There was plenty to be watching on the geopolitical front too, as Argentine voters punished the two main political forces in a primary election on Sunday, pushing a rock-singing libertarian outsider candidate into first place.
A day earlier, a Russian warship fired warning shots at a cargo ship in the southwestern Black Sea, heralding a new stage of the war that could impact oil and food prices. The Russian rouble on Monday softened past the psychologically key 100 per U.S. dollar threshold for the first time since March, with President Vladimir Putin's economic advisor blaming loose monetary policy.
MSCI's world index was down 0.2%, with most of the losses driven by Asian stocks. The main ex-Japan index was down 1.7%, after shedding 2% last week. Japan's Nikkei was off 1.3%.
Europe's broad STOXX 600 benchmark was flat but the miner-heavy and China-exposed FTSE lagged, falling 0.2%.
“A crisis in the Chinese real estate sector is a story the market has heard before and not one which has typically come with a happy ending for stocks,” said AJ Bell investment director Russ Mould.
Trouble in China's largest private property developer, Country Garden, could have a chilling effect on homebuyers and financial institutions.
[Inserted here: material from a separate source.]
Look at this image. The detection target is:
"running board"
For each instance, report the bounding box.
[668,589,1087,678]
The company's shares plunged 18% to a record low on Monday after its onshore bonds were suspended.
That was a fresh blow to policymakers trying to shore up confidence in a stuttering economy, aspirations that were not helped by weekend news two Chinese listed companies had not received payment on maturing investment products from Zhongrong International Trust Co.
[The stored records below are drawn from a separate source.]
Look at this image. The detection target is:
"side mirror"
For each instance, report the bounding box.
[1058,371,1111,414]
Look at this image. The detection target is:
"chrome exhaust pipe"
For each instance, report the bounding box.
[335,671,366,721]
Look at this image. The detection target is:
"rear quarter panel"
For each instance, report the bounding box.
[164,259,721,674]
Chinese blue chips fell 0.73%, on top of a 3.4% decline last week, amid disappointing economic news culminating in a dire report on new bank loans in July.
U.S. share futures shrugged off the news however, rising 0.2%, following losses on Friday when surprisingly high readings on U.S. producer prices tested market optimism that inflation would cool enough to avoid further rate hikes.
CONSUMERS KEEP CONSUMING
On this week's data docket are figures on U.S. retail sales this week are forecast to show a 0.4% pick up in spending, with risks on the high side thanks in part to Amazon's Prime Day.
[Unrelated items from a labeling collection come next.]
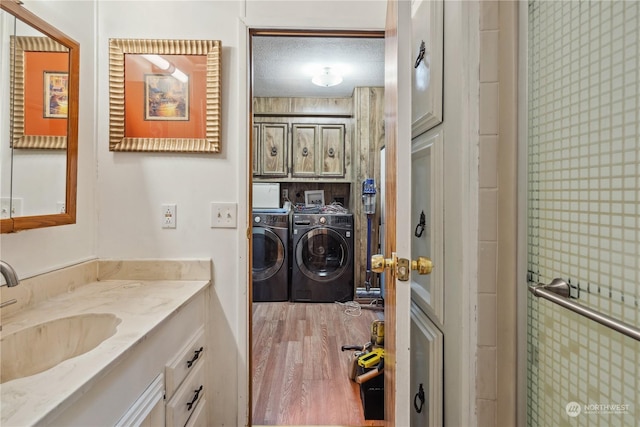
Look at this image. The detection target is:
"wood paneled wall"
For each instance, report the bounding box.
[351,87,384,287]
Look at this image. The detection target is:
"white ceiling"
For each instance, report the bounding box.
[252,36,384,98]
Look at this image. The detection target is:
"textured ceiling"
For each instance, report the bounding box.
[252,36,384,97]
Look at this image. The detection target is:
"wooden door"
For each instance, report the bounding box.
[259,123,288,176]
[384,0,412,427]
[251,124,261,176]
[291,124,318,177]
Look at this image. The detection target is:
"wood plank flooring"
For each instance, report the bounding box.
[252,302,384,426]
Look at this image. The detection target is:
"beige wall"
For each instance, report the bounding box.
[476,1,517,427]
Such an outcome would challenge the market's benign outlook for rates, with futures implying a 70% chance the Federal Reserve is done hiking. The market also has more than 120 basis points of cuts priced in for next year starting from around March.
Minutes of the Fed's last meeting are due on Wednesday and could show members wanted to keep their options open on further hikes.
The resilience of the economy combined with a truly massive government borrowing requirement kept 10-year Treasury yields up at 4.15%, after a rise of 12 basis points last week.
That rise juiced the dollar against the low-yielding yen, hoisting it as far as 145.22 and a peak not seen since November last year.
Concerns about possible intervention then saw it edge back to 144.92, though the broad sense in markets is Japanese authorities are not quite ready to step in again to prop up the currency.
The euro was more range-bound on the dollar at $1.0954 , though the dollar climbed on its Australian and New Zealand counterparts, as proxies for China risk.
The ascent of the dollar and yields was weighing on gold at $1,914 an ounce, having fallen for three weeks in a row.
Monday saw some profit-taking in oil markets nudging Brent down 0.3% to $86.56 a barrel, while U.S. crude fell 0.37% to $82.9 per barrel.